Tras el último atentado de ISIS en Gran Bretaña, el periodista Jeffrey Gettleman trae a la memoria el cautiverio que vivió en 2004 en Iraq, bajo las armas del incipiente grupo terrorista.
dom 11 junio 2017 07:00 AM
Extremismo islámico
Extremismo islámico Una imagen del líder de ISIS, Abu Bakr al-Baghdadi, es quemada durante una protesta contra el grupo extremista. (Foto: PRAKASH SINGH/AFP)

Nota del editor: Jeffrey Gettleman es el jefe de la oficina de África Oriental del New York Times. Su nueva memoria, Love, Africa, de la cual abreva este artículo, fue publicada este mes. Las opiniones expresadas en esta columna son exclusivas de su autor.

(CNN) — Hace varios años, cuando era un joven reportero desesperado por probarme, me encontré manejando por una carretera hacia Falluja. Era 2004, cuando Iraq comenzaba su caída en el caos. Un escuadrón de la marina estadounidense acababa de sucumbir y yo estaba ansioso por obtener la historia. Era nuevo en el New York Times y tomé lo que ahora veo como un riesgo estúpido.

Se suponía que el camino estaba despejado. Pero cuando la carretera dobló hacia la izquierda, una furgoneta azul disparó hacia nuestra dirección y se detuvo a 15 metros frente a nosotros, cortándonos el camino. Nuestro conductor pisó el freno. Nos salimos de la carretera, y cuando nos detuvimos, con el polvo aún en el aire, estábamos rodeados por decenas de hombres armados y enmascarados.

“¡Estamos muertos, estamos muertos!”, gritó una colega sentada a mi lado en el asiento trasero.
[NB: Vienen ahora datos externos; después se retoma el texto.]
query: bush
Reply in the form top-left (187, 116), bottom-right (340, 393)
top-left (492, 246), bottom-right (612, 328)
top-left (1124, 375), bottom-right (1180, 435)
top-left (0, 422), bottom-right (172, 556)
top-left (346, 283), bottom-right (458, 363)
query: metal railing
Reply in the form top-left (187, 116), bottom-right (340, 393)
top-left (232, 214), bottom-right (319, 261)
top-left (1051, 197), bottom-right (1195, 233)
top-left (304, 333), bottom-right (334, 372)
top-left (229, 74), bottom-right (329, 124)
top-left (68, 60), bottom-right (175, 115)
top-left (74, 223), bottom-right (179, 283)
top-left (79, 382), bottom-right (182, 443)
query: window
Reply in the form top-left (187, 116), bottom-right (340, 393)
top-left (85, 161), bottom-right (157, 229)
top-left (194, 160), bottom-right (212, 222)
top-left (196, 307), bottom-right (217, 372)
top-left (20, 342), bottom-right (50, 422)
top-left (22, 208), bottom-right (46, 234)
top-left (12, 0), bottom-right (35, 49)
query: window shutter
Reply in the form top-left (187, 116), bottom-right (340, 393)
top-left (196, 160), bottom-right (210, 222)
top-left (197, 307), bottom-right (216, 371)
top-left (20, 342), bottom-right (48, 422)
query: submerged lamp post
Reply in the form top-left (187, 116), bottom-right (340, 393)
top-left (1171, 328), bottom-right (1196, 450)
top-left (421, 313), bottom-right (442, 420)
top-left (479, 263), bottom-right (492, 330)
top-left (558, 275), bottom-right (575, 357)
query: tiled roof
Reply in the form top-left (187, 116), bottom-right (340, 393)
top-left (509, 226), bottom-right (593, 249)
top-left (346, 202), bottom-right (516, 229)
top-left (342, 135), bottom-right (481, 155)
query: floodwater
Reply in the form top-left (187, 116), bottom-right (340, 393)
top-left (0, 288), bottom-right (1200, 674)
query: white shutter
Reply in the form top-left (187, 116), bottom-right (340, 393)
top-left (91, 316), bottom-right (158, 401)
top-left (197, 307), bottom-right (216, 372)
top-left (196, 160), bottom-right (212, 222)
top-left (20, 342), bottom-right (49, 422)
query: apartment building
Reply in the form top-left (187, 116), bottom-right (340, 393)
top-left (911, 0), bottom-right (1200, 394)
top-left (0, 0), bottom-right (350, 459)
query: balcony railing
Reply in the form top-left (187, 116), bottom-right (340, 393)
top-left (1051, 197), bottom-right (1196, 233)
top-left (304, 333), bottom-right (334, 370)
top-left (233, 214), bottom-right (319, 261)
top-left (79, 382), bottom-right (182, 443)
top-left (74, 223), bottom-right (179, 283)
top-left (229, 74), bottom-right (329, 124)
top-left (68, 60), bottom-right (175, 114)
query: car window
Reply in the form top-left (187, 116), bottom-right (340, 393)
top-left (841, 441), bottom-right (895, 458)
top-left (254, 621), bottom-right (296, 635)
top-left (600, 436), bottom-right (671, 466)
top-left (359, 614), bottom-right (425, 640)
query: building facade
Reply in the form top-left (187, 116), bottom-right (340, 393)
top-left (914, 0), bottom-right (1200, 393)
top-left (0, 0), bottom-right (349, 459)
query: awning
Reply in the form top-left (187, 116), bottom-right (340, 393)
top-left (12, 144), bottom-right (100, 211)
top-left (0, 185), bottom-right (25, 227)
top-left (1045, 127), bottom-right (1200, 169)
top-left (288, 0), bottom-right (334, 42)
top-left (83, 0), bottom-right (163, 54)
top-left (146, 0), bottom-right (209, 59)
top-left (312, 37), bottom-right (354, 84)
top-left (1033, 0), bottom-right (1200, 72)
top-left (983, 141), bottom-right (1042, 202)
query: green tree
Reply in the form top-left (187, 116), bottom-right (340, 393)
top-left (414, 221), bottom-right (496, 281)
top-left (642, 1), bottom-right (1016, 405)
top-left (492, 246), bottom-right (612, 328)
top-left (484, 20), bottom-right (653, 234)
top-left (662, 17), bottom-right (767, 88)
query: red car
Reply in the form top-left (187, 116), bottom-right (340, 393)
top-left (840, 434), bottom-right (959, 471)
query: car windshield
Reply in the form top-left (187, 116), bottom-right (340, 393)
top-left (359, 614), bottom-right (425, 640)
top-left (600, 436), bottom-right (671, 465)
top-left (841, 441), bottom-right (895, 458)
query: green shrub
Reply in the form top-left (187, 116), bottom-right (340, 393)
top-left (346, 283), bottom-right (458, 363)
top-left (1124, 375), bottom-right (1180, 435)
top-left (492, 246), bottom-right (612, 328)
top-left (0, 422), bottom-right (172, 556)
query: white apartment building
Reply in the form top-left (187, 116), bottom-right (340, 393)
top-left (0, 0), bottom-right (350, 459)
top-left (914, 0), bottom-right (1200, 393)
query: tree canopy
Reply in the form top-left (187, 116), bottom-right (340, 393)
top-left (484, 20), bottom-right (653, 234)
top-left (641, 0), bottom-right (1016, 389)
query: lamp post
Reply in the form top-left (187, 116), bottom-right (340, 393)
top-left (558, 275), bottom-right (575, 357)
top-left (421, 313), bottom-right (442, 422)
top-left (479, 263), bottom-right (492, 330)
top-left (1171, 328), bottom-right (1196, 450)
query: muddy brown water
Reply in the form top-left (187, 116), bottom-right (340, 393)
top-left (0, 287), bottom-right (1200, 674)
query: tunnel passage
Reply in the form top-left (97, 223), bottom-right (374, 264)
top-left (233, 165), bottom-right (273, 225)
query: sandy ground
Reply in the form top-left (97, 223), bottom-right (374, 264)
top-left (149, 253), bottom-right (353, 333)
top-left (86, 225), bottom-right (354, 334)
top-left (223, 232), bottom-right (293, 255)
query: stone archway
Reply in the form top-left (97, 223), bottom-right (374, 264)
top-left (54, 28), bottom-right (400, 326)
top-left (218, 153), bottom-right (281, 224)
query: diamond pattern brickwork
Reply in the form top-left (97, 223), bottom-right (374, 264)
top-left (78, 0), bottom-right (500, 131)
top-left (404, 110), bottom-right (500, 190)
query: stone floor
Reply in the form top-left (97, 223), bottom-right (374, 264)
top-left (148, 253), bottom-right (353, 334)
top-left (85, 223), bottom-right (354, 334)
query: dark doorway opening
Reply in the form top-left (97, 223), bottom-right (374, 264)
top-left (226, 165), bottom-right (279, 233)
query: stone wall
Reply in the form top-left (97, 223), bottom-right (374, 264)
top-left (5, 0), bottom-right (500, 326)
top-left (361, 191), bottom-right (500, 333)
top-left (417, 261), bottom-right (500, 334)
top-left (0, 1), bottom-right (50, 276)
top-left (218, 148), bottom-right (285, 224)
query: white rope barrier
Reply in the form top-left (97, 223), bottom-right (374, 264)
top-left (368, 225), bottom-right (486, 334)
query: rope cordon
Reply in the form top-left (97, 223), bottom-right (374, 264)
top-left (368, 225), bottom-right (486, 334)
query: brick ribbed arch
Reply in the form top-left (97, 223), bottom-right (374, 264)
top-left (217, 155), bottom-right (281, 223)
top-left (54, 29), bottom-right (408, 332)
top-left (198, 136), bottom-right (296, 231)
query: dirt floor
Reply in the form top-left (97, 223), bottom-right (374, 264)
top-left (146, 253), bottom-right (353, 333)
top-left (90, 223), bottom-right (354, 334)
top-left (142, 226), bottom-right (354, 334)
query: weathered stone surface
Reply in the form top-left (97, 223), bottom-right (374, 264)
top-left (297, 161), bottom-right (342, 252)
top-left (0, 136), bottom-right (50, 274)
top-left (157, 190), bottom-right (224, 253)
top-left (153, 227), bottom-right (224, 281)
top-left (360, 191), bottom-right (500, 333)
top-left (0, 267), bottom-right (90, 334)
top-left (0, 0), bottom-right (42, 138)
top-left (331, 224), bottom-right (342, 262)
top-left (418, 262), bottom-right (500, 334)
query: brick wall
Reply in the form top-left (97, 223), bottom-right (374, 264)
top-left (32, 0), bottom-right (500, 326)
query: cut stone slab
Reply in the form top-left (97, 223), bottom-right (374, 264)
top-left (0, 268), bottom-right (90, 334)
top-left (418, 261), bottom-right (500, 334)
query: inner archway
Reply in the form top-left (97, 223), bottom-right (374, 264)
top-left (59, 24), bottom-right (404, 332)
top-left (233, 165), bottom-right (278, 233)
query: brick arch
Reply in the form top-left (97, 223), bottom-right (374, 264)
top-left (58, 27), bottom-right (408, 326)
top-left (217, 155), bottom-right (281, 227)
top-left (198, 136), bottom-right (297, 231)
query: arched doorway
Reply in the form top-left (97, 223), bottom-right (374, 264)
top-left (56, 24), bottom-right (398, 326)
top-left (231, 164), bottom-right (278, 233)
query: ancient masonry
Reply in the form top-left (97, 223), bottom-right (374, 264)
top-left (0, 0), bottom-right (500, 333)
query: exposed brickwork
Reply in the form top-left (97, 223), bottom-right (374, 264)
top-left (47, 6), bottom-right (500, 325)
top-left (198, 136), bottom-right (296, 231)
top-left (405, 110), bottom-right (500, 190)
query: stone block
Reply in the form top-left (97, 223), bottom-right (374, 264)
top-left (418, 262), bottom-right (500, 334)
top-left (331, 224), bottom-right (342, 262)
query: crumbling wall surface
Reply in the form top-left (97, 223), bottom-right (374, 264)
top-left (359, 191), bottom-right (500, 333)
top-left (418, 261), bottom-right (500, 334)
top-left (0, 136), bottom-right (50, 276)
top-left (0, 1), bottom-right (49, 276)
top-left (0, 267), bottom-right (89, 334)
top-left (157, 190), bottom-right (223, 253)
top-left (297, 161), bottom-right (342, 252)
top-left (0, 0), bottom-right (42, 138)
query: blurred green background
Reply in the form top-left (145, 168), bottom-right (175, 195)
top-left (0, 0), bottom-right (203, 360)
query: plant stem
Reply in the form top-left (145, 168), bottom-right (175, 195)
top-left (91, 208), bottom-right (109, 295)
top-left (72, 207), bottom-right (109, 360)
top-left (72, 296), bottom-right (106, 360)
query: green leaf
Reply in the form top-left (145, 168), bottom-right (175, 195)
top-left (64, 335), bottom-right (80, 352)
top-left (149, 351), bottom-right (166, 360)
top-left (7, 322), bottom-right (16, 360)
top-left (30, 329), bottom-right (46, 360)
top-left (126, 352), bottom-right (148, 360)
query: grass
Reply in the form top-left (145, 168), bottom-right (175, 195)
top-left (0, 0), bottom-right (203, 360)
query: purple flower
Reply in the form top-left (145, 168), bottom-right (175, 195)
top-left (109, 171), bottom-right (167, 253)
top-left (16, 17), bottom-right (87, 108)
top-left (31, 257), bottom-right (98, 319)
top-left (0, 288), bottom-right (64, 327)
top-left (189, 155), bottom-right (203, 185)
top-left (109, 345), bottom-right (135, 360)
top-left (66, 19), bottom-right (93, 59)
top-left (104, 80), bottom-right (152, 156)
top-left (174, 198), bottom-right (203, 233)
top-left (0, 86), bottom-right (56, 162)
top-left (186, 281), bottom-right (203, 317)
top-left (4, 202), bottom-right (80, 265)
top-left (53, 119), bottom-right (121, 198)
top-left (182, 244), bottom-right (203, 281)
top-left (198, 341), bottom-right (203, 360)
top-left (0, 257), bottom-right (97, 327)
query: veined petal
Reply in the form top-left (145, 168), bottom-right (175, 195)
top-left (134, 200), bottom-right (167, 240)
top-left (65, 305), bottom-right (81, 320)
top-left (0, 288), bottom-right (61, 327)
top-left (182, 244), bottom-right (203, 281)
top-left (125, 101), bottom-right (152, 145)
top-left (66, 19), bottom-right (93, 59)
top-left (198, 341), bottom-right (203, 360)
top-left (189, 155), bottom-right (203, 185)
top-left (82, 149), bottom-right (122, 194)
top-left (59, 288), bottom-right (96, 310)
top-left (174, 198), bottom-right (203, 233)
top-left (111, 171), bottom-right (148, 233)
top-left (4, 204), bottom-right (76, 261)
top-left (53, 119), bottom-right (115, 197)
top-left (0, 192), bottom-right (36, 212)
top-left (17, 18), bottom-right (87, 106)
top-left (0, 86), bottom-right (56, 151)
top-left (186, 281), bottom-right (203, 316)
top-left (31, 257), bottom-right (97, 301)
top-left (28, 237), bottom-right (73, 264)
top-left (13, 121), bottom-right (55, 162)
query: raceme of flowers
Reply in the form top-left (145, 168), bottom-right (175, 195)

Sentí cómo me clavaba las uñas en el brazo.

Aparecieron más hombres armados en la carretera, sosteniendo rifles de asalto, ametralladoras y lanzagranadas. Nuestro vehículo era a prueba de balas, pero no tanto, y cuando 20 hombres enmascarados te rodean, golpeando tu ventana con las puntas de sus rifles, todo lo que puedes pensar es cómo terminará esto.

¿Te dispararán o te decapitarán? ¿Te quemarán vivo? ¿Quién encontrará tu cuerpo?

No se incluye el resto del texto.